$240 billion in pharma M&A.
In one year.
81% more than 2024.

And the deal count actually went down more than 10%.

Meaning fewer deals, but massively bigger ones.
Mean deal size doubled to $2.1 billion.

On paper this looks like strategic expansion.
In practice, this is an industry buying time.

The cliff nobody’s talking about

Over $300 billion in branded drug revenue is at risk from loss of exclusivity through 2030.
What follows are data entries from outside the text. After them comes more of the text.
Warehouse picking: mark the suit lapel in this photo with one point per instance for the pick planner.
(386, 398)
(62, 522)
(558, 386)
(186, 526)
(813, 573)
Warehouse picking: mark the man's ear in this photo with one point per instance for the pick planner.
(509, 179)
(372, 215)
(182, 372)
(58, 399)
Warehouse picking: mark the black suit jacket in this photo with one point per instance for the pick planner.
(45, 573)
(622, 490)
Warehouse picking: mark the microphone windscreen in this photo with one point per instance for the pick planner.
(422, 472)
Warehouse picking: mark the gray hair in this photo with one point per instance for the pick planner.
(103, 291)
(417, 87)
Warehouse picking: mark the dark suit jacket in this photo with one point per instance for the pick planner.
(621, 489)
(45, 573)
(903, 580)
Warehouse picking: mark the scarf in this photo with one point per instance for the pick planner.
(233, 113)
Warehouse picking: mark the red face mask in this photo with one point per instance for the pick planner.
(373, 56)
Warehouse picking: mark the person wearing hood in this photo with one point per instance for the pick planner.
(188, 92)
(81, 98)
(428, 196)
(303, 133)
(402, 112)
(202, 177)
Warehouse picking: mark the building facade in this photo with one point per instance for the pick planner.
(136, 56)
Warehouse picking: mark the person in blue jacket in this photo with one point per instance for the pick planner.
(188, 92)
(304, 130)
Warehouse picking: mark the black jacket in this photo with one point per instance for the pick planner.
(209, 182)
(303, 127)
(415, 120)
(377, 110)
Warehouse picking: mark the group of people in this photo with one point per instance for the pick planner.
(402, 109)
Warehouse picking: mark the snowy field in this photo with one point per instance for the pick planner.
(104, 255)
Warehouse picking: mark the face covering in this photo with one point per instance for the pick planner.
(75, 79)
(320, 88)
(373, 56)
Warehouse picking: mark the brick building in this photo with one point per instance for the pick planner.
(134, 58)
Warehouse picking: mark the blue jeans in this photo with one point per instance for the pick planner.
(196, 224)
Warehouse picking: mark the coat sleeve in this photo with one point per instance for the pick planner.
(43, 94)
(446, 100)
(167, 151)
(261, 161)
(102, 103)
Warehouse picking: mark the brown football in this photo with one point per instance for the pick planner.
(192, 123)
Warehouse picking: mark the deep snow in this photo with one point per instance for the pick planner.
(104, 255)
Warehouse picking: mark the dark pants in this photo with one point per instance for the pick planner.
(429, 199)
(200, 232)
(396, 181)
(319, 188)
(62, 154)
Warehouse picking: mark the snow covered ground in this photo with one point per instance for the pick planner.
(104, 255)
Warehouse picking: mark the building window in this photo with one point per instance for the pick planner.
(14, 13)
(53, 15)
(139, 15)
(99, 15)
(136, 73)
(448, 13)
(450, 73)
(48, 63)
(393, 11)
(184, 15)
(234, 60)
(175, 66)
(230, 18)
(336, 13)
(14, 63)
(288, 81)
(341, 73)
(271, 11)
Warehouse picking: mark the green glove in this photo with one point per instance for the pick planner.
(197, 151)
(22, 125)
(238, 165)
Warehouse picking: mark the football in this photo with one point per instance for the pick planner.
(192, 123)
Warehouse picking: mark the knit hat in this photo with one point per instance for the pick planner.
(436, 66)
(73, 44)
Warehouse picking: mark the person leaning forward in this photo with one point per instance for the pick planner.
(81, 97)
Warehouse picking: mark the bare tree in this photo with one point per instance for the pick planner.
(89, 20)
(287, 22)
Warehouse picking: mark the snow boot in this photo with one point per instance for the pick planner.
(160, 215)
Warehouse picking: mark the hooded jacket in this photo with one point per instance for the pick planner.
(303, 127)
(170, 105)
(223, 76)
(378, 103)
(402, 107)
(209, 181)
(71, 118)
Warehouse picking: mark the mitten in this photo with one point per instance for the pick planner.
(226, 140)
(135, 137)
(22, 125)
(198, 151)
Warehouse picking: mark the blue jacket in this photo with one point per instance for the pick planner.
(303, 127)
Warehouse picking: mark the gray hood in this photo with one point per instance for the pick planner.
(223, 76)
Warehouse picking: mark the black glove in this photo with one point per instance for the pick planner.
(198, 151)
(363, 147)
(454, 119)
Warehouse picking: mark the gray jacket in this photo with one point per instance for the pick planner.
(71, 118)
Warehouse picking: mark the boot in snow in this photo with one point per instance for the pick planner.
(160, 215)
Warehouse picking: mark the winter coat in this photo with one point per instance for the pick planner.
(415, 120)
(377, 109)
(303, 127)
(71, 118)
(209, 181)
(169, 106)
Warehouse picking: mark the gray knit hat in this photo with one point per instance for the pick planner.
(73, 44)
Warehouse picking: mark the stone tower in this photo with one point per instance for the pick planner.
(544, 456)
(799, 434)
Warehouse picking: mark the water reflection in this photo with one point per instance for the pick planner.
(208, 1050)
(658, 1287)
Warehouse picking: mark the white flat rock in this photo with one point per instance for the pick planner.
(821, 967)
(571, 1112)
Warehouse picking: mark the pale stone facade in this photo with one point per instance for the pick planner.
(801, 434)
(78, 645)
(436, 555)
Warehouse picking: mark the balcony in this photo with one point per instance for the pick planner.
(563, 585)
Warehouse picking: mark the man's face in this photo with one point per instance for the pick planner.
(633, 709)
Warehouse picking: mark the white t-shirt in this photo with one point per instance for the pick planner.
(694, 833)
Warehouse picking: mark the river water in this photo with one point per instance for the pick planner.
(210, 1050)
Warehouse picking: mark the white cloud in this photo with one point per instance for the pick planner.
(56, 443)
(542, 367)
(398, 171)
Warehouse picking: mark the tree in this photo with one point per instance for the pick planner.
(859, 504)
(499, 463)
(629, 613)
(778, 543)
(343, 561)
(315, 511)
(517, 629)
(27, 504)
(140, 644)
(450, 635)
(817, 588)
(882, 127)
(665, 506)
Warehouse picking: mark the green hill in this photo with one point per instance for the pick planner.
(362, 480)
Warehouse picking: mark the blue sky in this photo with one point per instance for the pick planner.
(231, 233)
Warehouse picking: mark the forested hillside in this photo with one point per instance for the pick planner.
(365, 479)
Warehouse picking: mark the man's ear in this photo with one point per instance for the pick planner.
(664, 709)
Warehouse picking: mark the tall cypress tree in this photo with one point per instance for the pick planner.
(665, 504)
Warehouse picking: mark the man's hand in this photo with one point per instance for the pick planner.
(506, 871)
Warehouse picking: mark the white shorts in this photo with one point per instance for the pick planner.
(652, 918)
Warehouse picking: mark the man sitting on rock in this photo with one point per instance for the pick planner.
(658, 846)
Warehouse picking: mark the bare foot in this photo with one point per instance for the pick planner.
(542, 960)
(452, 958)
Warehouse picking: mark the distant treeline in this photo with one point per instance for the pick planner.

Not gradually. Not gently.

The growth gap hits $100 billion by 2028.
Then expands to $370 billion by 2032.

The drugs losing protection aren’t niche.
They’re blockbusters:

→ Eliquis — projected to lose >$2.5 billion a year
→ Entresto — >$2.25 billion a year
→ Stelara — >$2.1 billion a year
→ Keytruda, Merck’s crown jewel, ~$25 billion in annual revenue, loses key U.S. patent protection in 2028

When your highest-revenue product has a countdown clock, you don’t optimize R&D pipelines.

You buy.

The buying spree

Merck agreed to acquire Verona Pharma for $10 billion.
Then Cidara for $9.2 billion.

And there’s still $2.1 trillion in firepower sitting on the sidelines.
That’s not a typo. Trillion.

Record levels of available capital, waiting for the next target.

But here’s the number that should concern everyone:

Only 32% of pharma acquisitions achieved at least 100% of expected revenue targets.

Two-thirds of these massive deals underperform.

And the success rate is even worse when acquirers step outside their existing therapeutic areas which is exactly what the patent cliff forces them to do.

The AI gold rush inside the panic

AI drug discovery deal value surged in 2025.

Recursion acquired Exscientia for $688 million.
AstraZeneca partnered with Tempus AI for $200 million.

The thesis is simple.
If organic R&D can’t outrun the patent cliff, maybe AI can compress the timeline.

And it’s working for the molecule side.

AI is finding drug candidates faster than ever.
Protein folding. Target identification. Compound screening.

That part of the problem is getting solved.

The part that isn’t

At many academic centers, site activation alone can take 6–8 months.

Six to eight months before a single patient is enrolled.

The molecule can be designed in weeks by AI.
Then it sits in regulatory paperwork for years.

Paper-based enrollment processes.
Manual site matching.
Fax machines. In 2026.

AI cracked drug discovery.
Nobody cracked the paperwork.

This is where $240 billion in M&A can’t help.
You can’t acquire your way out of a 1990s regulatory infrastructure.

The China variable

While U.S. and European pharma companies were buying each other, China quietly captured 34% of biopharma alliance investment.

Up from 4% in 2020.

→ Pfizer–3SBio: up to $6 billion ($1.25B upfront)
→ Takeda–Innovent: $1.2B upfront, up to $10.2B in milestones
→ AstraZeneca–Jacobio: up to $1.91 billion
→ Bristol Myers Squibb–Harbour BioMed: up to $1.1 billion

This isn’t outsourcing.
This is a fundamental shift in where the innovation pipeline lives.

And it happened while LinkedIn was debating which free AI tool to download.

What actually matters

57 novel drugs are expected to launch in the U.S. in 2026.
Combined fifth-year sales projection: ~$50 billion.

The pipeline isn’t empty.
The problem is the space between discovery and patient.

The companies that will win the next decade aren’t the ones buying the best molecules.

They’re the ones that figure out how to move a drug from lab to patient in months instead of years.

AI-powered site matching.
Automated pre-screening from medical records and registries.
Digital-first trial enrollment.

The molecule was never the bottleneck.
The system around it is.

$240 billion spent on acquisitions.
$370 billion evaporating regardless.

And the actual chokepoint, clinical trial operations, barely gets a headline.

The biggest opportunity in pharma right now isn’t a new drug.
It’s making the old process fast enough to matter.